When an object moves along a straight line, its velocity $v(t)$ can be positive (moving forward) or negative (moving backward).

Displacement is the net change in position. It is calculated by simply integrating the velocity function over the given time interval $[a, b]$:

$\text{Displacement} = \int_{a}^{b} v(t) dt$

Total Distance is the total amount of ground covered, regardless of direction. To find it, you must integrate the speed, which is the absolute value of velocity:

$\text{Total Distance} = \int_{a}^{b} |v(t)| dt$

To calculate total distance, you need to find where $v(t) = 0$ to identify when the object changes direction, and then split the integral into intervals where $v(t)$ is entirely positive or negative.

Example: Finding Displacement and Total Distance

Problem: Given the velocity function $v(t) = t^2 - 4t + 3$, find the displacement and total distance traveled from $t = 0$ to $t = 4$.

1. Displacement: Simply integrate $v(t)$ from 0 to 4: $\text{Displacement} = \int_{0}^{4} (t^2 - 4t + 3) dt$ $= \left[ \frac{1}{3}t^3 - 2t^2 + 3t \right]_{0}^{4}$ $= \left( \frac{64}{3} - 32 + 12 \right) - 0 = \frac{64}{3} - 20 = \frac{4}{3}$ The net displacement is $\frac{4}{3}$.
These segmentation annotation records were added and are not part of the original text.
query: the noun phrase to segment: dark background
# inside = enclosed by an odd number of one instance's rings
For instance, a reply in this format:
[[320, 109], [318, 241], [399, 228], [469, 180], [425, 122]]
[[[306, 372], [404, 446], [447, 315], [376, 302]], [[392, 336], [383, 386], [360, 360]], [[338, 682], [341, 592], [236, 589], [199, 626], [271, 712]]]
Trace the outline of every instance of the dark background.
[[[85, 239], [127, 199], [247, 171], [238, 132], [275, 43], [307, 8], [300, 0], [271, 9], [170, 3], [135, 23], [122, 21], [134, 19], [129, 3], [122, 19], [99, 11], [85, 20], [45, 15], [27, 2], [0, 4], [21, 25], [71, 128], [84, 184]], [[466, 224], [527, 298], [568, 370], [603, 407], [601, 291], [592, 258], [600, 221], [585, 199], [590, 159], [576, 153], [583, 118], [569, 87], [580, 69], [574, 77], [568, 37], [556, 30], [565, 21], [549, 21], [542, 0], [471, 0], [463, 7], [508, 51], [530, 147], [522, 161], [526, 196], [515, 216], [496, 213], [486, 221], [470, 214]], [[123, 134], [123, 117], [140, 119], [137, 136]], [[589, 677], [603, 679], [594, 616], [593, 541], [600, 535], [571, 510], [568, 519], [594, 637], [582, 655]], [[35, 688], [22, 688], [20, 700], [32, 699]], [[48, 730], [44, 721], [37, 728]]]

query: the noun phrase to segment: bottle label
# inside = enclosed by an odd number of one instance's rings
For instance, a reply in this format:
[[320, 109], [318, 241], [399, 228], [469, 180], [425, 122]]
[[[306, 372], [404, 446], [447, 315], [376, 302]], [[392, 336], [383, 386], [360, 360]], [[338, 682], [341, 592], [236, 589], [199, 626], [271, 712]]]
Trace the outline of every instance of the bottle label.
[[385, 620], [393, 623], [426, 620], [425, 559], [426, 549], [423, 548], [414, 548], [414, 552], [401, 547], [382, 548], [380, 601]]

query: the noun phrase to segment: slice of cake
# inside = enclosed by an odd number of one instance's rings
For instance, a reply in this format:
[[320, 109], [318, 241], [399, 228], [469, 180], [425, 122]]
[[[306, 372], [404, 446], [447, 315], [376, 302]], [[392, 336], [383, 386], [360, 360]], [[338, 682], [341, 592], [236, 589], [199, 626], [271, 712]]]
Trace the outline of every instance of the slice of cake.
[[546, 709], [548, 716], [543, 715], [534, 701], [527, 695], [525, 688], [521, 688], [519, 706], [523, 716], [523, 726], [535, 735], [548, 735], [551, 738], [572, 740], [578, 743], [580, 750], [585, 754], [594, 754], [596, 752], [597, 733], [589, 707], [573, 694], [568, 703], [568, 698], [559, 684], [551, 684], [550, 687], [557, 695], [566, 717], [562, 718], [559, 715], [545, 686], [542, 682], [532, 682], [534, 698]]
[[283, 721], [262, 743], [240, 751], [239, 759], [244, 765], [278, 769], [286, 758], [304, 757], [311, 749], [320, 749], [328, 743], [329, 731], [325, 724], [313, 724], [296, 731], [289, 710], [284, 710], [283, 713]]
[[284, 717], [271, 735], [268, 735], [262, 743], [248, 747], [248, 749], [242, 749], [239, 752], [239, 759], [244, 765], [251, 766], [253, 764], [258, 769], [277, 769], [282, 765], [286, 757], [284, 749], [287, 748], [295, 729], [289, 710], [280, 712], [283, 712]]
2. Total Distance: First, find where $v(t) = 0$: $t^2 - 4t + 3 = (t-1)(t-3) = 0$ The object stops at $t = 1$ and $t = 3$. We split the integral into three parts: $[0, 1]$, $[1, 3]$, and $[3, 4]$.

• Interval $[0, 1]$ (Moving forward): $\int_{0}^{1} (t^2 - 4t + 3) dt = \left[ \frac{1}{3}t^3 - 2t^2 + 3t \right]_{0}^{1} = \frac{1}{3} - 2 + 3 = \frac{4}{3}$
• Interval $[1, 3]$ (Moving backward): $\int_{1}^{3} (t^2 - 4t + 3) dt = \left[ \frac{1}{3}t^3 - 2t^2 + 3t \right]_{1}^{3} = (9 - 18 + 9) - \left(\frac{4}{3}\right) = -\frac{4}{3}$ The distance here is $\left|-\frac{4}{3}\right| = \frac{4}{3}$.
• Interval $[3, 4]$ (Moving forward): $\int_{3}^{4} (t^2 - 4t + 3) dt = \left( \frac{64}{3} - 20 \right) - 0 = \frac{4}{3}$

Add the absolute values of these distances: $\text{Total Distance} = \frac{4}{3} + \frac{4}{3} + \frac{4}{3} = \frac{12}{3} = 4$

Average Value of a Function

Integrals also allow us to find the average (mean) value of a continuous function $f(x)$ over a closed interval $[a, b]$. The formula is:

$f_{\text{avg}} = \frac{1}{b - a} \int_{a}^{b} f(x) dx$

Geometrically, this represents the height of a rectangle with width $(b-a)$ that has the exact same area as the region under the curve $f(x)$ on that interval.

Example: Finding the Average Value

Problem: Find the average value of $f(x) = \sin x$ on the interval $[0, \pi]$.

Using the formula: $f_{\text{avg}} = \frac{1}{\pi - 0} \int_{0}^{\pi} \sin x dx$ $= \frac{1}{\pi} \left[ -\cos x \right]_{0}^{\pi}$ $= \frac{1}{\pi} (-\cos(\pi) - (-\cos(0)))$ $= \frac{1}{\pi} (-(-1) + 1) = \frac{2}{\pi}$

The average value of $\sin x$ on $[0, \pi]$ is $\frac{2}{\pi}$.